Davantage encore qu’une image, un son ou une sensation tactile, qui risquent de se flouter au fil du temps, certains effluves ont ainsi la capacité de nous replonger dans le passé. Y être confronté conduit aussitôt à se remémorer avec précision une personne, un moment ou un endroit. Pas étonnant, dès lors, que les parfumeurs se servent de ce formidable levier pour exercer leur art. Si bien que des destinations qui les ont fascinés peuvent se retrouver en flacons… et Paris en bouteille :  » c’est le point d’ancrage « , nous a confié Olivier Polge, qui a rejoint Chanel en 2013 et succédé à son père à la création des fragrances deux ans après. La capitale française, si déterminante pour Mademoiselle, qui y développa sa griffe de mode et y vécut jusqu’à la fin de sa vie, se voit en effet associée dans sa nomenclature à Deauville, Biarritz et Venise – cruciales également dans le parcours de Coco – dans les trois nouvelles Eaux de la maison.

Davantage qu’une image ou un son, certains effluves ont la capacité de nous replonger dans le passé.

Pour autant, précise l’expert au sujet de ces lieux,  » je ne voulais pas en faire une interprétation textuelle, plutôt une impression diffuse « . Au néroli et à la vanille ambrée d’évoquer la facette orientale de la Sérénissime, à une profusion d’agrumes et aux notes ozoniques d’esquisser la station balnéaire du sud-ouest et aux bouffées d’herbes folles, obtenues via l’orange amère, le basilic et le petit-grain, celle de la côte normande.
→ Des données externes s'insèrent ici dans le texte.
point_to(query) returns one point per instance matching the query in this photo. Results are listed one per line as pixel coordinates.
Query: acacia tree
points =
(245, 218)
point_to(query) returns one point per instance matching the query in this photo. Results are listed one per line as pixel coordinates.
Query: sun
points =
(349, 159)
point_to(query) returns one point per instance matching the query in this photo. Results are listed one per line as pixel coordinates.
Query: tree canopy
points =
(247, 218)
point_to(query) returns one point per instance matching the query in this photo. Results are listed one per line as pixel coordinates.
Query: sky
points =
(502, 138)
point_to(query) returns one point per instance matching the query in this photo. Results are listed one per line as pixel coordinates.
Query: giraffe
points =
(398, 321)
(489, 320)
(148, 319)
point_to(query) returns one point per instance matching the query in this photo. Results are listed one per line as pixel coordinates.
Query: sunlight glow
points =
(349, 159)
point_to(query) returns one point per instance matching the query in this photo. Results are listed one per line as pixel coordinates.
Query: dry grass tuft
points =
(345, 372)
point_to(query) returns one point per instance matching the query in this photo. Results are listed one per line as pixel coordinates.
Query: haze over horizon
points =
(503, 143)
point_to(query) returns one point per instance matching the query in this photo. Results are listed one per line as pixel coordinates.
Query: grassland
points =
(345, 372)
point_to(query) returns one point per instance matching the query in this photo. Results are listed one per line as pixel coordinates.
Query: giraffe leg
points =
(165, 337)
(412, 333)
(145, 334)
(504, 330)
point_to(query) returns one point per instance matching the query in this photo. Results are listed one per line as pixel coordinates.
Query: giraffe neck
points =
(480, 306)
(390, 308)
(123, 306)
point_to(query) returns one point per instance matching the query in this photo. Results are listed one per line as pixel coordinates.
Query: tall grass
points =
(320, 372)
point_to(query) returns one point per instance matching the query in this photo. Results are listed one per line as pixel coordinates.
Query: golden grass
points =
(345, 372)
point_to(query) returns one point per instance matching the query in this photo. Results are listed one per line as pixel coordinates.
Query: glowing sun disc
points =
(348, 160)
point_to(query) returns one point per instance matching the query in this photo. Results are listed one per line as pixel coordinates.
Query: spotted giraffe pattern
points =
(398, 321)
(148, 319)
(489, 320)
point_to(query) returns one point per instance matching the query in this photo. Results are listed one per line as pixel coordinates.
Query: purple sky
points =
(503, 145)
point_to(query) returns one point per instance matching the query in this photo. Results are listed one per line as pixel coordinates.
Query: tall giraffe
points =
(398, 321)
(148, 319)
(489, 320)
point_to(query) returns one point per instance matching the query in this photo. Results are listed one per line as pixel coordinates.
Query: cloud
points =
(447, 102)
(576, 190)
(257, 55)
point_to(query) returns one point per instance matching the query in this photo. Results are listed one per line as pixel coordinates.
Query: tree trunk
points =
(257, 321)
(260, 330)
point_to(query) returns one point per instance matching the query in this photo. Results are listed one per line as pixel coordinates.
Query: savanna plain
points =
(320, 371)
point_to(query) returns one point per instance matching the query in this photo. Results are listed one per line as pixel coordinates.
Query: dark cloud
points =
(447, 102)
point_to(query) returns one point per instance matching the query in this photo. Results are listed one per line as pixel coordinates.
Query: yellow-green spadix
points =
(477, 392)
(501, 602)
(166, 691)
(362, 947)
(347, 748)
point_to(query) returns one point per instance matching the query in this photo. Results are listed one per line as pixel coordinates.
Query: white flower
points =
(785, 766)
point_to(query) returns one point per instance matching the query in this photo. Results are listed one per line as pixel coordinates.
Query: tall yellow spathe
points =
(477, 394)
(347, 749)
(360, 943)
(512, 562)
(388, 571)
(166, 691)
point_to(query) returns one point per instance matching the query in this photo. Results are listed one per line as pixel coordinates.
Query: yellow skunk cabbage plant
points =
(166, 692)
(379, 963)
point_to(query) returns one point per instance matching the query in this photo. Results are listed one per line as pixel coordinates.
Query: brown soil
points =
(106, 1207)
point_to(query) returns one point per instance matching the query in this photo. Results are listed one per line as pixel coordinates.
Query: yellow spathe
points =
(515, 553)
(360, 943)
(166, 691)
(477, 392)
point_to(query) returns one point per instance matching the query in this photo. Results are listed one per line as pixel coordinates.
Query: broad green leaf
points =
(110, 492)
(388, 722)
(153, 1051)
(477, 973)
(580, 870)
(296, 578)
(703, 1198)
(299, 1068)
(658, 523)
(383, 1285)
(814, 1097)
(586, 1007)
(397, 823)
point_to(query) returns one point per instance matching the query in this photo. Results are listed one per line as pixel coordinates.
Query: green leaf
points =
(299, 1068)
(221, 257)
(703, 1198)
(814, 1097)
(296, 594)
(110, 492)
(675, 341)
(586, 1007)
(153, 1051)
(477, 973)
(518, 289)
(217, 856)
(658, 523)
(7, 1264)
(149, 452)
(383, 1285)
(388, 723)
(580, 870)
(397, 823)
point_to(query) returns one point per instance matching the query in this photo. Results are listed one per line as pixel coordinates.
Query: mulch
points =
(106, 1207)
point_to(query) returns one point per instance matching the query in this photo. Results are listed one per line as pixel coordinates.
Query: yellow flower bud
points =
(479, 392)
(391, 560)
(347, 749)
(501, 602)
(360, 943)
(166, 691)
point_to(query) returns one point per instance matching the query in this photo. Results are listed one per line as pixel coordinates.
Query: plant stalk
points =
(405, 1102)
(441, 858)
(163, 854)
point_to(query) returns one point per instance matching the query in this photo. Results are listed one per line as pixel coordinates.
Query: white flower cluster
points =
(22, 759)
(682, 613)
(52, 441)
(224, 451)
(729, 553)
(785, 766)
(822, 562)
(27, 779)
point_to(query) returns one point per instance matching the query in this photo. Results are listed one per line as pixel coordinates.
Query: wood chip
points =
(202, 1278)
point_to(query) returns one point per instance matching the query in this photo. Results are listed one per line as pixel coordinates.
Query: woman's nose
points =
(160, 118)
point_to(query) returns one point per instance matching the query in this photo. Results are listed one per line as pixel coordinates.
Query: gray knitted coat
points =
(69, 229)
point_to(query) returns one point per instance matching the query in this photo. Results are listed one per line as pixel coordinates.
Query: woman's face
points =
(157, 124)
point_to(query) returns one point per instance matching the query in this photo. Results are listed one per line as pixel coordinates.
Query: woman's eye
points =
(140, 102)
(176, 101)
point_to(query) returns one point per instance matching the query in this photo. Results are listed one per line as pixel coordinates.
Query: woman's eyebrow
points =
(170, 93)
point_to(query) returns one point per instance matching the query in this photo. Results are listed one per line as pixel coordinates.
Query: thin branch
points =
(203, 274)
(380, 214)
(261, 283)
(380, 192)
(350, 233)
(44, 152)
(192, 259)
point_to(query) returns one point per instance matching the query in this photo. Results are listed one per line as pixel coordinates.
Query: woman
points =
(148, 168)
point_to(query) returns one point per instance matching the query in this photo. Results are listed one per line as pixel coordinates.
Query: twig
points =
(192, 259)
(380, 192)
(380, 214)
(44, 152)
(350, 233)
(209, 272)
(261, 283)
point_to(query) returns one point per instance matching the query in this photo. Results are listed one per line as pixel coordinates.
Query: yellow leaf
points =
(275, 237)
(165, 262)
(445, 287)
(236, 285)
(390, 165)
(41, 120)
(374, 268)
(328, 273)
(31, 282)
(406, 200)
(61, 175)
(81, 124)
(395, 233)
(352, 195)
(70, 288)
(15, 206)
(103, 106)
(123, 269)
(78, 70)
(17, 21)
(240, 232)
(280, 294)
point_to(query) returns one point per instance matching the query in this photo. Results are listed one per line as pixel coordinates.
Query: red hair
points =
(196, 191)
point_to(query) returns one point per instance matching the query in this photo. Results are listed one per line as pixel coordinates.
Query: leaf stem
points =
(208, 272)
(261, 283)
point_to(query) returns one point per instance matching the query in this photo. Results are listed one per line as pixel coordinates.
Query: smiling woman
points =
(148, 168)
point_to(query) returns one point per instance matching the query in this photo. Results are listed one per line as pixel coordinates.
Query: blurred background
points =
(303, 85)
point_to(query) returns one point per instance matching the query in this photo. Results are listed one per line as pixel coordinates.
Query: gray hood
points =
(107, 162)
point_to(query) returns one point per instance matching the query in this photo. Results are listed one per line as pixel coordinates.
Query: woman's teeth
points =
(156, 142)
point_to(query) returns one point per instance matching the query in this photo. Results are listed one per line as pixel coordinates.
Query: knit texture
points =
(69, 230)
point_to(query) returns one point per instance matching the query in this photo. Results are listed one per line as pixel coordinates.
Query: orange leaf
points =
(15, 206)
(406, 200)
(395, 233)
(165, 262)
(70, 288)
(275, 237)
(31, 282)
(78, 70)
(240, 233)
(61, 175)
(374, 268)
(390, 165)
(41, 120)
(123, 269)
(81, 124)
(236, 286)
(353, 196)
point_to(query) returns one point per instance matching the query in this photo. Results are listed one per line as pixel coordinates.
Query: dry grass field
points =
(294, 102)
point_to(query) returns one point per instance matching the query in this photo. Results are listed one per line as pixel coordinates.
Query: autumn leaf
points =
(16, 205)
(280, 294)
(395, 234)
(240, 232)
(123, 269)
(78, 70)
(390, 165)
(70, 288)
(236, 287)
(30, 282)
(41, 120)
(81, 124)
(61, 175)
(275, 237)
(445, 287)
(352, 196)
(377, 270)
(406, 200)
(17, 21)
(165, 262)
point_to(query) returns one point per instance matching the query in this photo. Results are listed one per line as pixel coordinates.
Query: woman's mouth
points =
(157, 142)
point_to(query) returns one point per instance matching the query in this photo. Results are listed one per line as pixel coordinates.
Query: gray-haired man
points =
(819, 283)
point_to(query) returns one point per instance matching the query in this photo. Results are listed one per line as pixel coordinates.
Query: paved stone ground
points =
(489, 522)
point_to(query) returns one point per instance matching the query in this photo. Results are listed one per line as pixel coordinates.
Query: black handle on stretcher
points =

De même, lorsqu’il s’est agi de lancer leur premier jus, Jack McCollough et Lazaro Hernandez, le duo derrière Proenza Schouler, avaient en tête la beauté brute du désert d’Arizona – ils lui ont d’ailleurs attribué le nom de l’Etat américain. Mais, loin de chercher à en reproduire des senteurs attendues, comme celles, minérales, de la roche chauffée au soleil, ils se sont attachés à traduire l’enivrant  » sentiment d’aventure et d’évasion  » auquel ils se sont frottés pendant un road trip sur place. Du coup, ils nous emmènent au bout du monde sans qu’on y ait mis les pieds. Un voyage réalisé en pensée, juste en fermant les yeux et en respirant, qui donnera naissance à d’autres réminiscences.